ICE (#205 April 2004)
Queen of the Damned may be a damned wretched movie, but there's a scene in it that sticks in my head: Lestat, centuries-old vampire now leading a Marilyn Manson-esque goth-rock band, stages an enormous, Coachella-like performance in front of thousands of adoring fans, and as he looks out into the cascading waves of people, he sees that some move in fast-motion while others stand silently, slowly, gaping at him with a mixture of contempt and awe—these are the other vampires and ghosts who have identified his presence and who want him to know they are here too. Similarly, and much more pathetically, I can walk into a CD shop and identify immediately whether a CD Nerd is there, or has been recently. Old CD issues suddenly cropping up in the "Used New Arrivals" bin two days before a newly-remastered edition comes out? That's the unmistakable footprint of a CD Nerd. Gold UltraDisc suddenly available, mere hours before an upgraded SACD version of, like Blood on the Tracks arrives at Tower? CD Nerd Was Here. Otherwise undetectable by the public, we CD Nerds are everywhere we are your coworker, your husband, your neighbor, or (more egregiously) the paunchy pedant lingering outside Tower or Best Buy on Tuesday mornings, chomping at the bit to get our hands on the latest and greatest version of a given album. It is a sickness.

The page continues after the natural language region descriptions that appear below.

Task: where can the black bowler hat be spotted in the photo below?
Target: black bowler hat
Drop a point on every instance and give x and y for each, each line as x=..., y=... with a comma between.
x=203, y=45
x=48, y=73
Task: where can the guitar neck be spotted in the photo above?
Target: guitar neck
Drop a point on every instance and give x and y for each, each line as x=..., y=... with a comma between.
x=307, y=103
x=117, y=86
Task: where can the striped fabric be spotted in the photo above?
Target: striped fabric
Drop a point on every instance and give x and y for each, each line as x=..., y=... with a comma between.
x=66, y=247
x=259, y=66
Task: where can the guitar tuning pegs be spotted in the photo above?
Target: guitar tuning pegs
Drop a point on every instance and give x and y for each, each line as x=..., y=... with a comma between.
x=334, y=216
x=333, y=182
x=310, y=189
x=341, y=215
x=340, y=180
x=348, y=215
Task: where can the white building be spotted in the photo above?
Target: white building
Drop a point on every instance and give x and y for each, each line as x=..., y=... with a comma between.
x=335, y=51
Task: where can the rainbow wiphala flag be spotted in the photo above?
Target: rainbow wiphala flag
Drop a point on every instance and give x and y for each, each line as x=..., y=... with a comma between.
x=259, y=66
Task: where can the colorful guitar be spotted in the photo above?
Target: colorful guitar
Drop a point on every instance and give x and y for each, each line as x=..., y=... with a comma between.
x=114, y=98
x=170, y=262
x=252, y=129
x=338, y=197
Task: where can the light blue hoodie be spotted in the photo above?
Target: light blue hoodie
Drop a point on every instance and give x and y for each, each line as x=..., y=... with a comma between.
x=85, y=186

It is a madness. It is one of life's greatest joys. To what do I owe my own New Release Tuesday illness? No one else but ICE Magazine. ICE is by no means the coolest, but it is the most crucial music magazine on the market. MOJO is the Bible, yes. Even Spin can get us in heat. But it is only ICE that unjudgmentally gives us the information we need to make it through each long, lingering week. Only ICE tells us what to really look forward to, independent of the media trends that might have you otherwise believing in bands-of-the-moment whose CDs you will be selling back all too soon. Only ICE leaves it up to you what music it is that you're interested in this month, and only ICE has the balance to inform you of what's being released that is closest to your heart, in addition to whatever it is that tickles your iPod fancy du jour. What is ICE? (It's SUPER nerdy.) Well
it's upcoming CD release dates and information! Okay, okay, don't swear off being my friend just yet. I'm inarguably a slave to CDs, ever since the fateful day in 1987 when my audiophile-gearhead coworker at my first high school job implored me to invest in a CD player. I haven't turned back since, not for even a second. I was notorious back then for having the most compulsively robust CD collection among my peers, and even now, nearly 20 years later, I meet few who live up to my standard (and the few that do generally have bad B.O.).
ICE covers all the bases, and with absolutely none of the needy posturing you'll find in Rolling Stone, Spin, or Pitchfork. Their writers simply report what's coming out: mainstream, indie, jazz, country, even bootleg (in my favorite section, "Going Underground"), no attitude, no frills. You decide what you're interested in. As in my youth I frequently fantasized about what the MAD Magazine offices must be like (Sergio Aragones doodling on the wall, Al Jaffée sharing unprintable obscene fold-ins with his cohorts), I now imagine the ICE offices, plucking open package after package of promo CDs, from Sony right on down to Crystal Cat, relishing the rare opportunity to know what's coming out in advance. I should work for ICE, but I'd be terrible about maintaining any sense of objectivity. What I love about this magazine is its ability to present everything on the near horizon for CD releases and online exclusives, without missing anything major, and without imposing any sense of priority. With any invidvidual issue of ICE, it is up to me whether next month's "most important" release is from Bob Dylan, John Sebastian, Franz Ferdinand, or some bootleg Clash. And I appreciate being deferred to, because I've earned it, and it's a luxury Spin will never afford me.
As for any given issue of ICE
well, they're perishable, like any given newspaper or monthly periodical. But for CD Nerds, this magazine is the crucial publication. I couldn't live without it any more than Al Franken could live without New Republic or Helen Keller could live without Braille. Most people pick up my copy of ICE and put it down almost instantly, deterred by the perceived boring-ness of it. But then, most people are those figures in fast-motion in Queen of the Damned: they don't count, for they are the ones who got into Nick Drake only when Volkwagen used him in a TV commercial, or who primarily shop (*shiver*) used. Simply said, you can not be ahead of the curve without ICE. I sometimes wish I could dispense with it, and just join the masses who merely buy whatever strikes their fancy whenever they happen into a CD shop, but then, at any rate, all my New Release Tuesday mornings, as sacred as Christmas, would be dashed to bits.